The Strangest Sports Stories In History

Khalid Elhassan - June 14, 2023

The Strangest Sports Stories In History
Abner Doubleday has long been associated with baseball. Amazon

The General Credited With Inventing America’s Favorite Pastime

Baseball has often been ascribed to Abner Doubleday, an Army officer who fired the first shot in defense of Fort Sumter at the start of the US Civil War. He became a Union Army general, and played a pivotal role in the Battle of Gettysburg. On the civilian side of the ledger, he secured a patent on the San Francisco cable car railway that runs to this day. He is best known, however for his links to baseball, and was credited for many years with inventing the sport in the 1830s. Doubleday was born in 1819 in New York, to a family of warriors. His father fought in the War of 1812, and his paternal grandfather fought in Patriot ranks in the Revolutionary War. His maternal grandparent had been a messenger for George Washington, and at least one of his great grandparents had been a Minuteman.

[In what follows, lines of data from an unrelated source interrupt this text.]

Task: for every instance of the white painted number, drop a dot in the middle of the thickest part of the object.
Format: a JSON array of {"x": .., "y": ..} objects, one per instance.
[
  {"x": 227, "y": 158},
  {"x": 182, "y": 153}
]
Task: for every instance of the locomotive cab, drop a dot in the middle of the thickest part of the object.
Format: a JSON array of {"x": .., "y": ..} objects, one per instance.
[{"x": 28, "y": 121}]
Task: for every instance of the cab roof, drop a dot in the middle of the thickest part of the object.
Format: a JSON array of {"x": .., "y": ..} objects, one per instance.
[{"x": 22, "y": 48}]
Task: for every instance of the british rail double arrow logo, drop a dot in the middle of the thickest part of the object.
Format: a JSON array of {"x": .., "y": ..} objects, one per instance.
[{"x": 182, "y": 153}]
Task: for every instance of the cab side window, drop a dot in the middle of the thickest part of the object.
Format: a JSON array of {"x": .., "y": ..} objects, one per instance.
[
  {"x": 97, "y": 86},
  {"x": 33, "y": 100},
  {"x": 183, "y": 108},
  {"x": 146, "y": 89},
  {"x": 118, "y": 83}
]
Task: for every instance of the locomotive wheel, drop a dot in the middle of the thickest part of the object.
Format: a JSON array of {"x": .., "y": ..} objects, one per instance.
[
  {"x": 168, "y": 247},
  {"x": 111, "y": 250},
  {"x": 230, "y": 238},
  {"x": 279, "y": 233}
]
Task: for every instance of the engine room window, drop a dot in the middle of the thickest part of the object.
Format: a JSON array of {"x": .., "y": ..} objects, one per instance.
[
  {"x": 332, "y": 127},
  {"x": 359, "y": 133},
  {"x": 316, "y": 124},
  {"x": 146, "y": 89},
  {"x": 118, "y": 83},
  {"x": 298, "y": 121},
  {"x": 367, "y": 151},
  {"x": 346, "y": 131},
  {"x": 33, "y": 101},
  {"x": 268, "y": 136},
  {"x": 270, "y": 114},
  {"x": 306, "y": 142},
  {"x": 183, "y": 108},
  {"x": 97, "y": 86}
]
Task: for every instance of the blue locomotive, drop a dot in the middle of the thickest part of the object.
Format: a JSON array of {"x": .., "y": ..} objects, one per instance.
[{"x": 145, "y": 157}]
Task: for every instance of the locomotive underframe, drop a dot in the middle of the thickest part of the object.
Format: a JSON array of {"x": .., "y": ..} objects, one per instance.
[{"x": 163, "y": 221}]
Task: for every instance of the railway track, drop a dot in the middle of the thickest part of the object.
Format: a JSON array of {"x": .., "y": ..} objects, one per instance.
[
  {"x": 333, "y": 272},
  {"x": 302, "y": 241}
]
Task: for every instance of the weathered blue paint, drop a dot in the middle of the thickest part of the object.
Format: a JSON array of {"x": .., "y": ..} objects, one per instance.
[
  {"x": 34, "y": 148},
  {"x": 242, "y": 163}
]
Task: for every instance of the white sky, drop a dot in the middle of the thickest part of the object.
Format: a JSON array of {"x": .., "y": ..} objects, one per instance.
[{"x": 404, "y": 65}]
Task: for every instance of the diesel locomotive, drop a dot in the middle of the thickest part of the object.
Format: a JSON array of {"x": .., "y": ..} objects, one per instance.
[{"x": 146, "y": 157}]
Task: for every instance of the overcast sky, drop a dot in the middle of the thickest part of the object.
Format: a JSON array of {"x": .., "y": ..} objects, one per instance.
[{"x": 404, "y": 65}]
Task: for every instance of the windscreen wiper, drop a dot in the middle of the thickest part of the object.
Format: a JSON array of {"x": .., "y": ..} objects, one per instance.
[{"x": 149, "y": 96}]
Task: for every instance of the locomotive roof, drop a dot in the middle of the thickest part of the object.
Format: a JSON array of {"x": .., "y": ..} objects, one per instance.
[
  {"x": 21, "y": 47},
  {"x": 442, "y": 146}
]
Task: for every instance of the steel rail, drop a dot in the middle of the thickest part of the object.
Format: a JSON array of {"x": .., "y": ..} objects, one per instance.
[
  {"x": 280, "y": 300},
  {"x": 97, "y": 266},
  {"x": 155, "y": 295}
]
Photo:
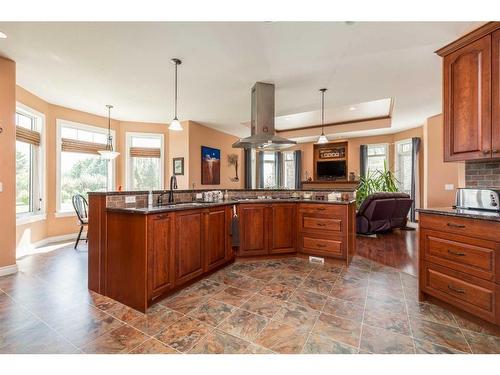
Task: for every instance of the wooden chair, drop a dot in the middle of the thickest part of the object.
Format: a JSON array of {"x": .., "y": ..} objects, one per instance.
[{"x": 81, "y": 208}]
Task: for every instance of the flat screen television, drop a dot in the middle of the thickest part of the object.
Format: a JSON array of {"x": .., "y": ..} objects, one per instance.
[{"x": 331, "y": 170}]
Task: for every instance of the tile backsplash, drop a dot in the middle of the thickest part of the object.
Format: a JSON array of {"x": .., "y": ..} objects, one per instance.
[{"x": 482, "y": 174}]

Doubleday was accepted into West Point in 1838, graduated four years later, and was commissioned as an artillery officer. He fought in the Mexican War, 1846 to 1848, and in the Seminole Wars, 1856 to 1858. In 1861, he was second in command in the federal garrison at Fort Sumter when it was fired upon by Rebels to start off the Civil War. He personally aimed the first cannon that returned fire, and forever after credited himself with firing the war’s first shot in defense of the Union. After the Sumter garrison capitulated and vacated the fort, Doubleday served in the artillery of the Army of the Potomac. By the time of the Second Battle of Bull Run, he commanded a brigade.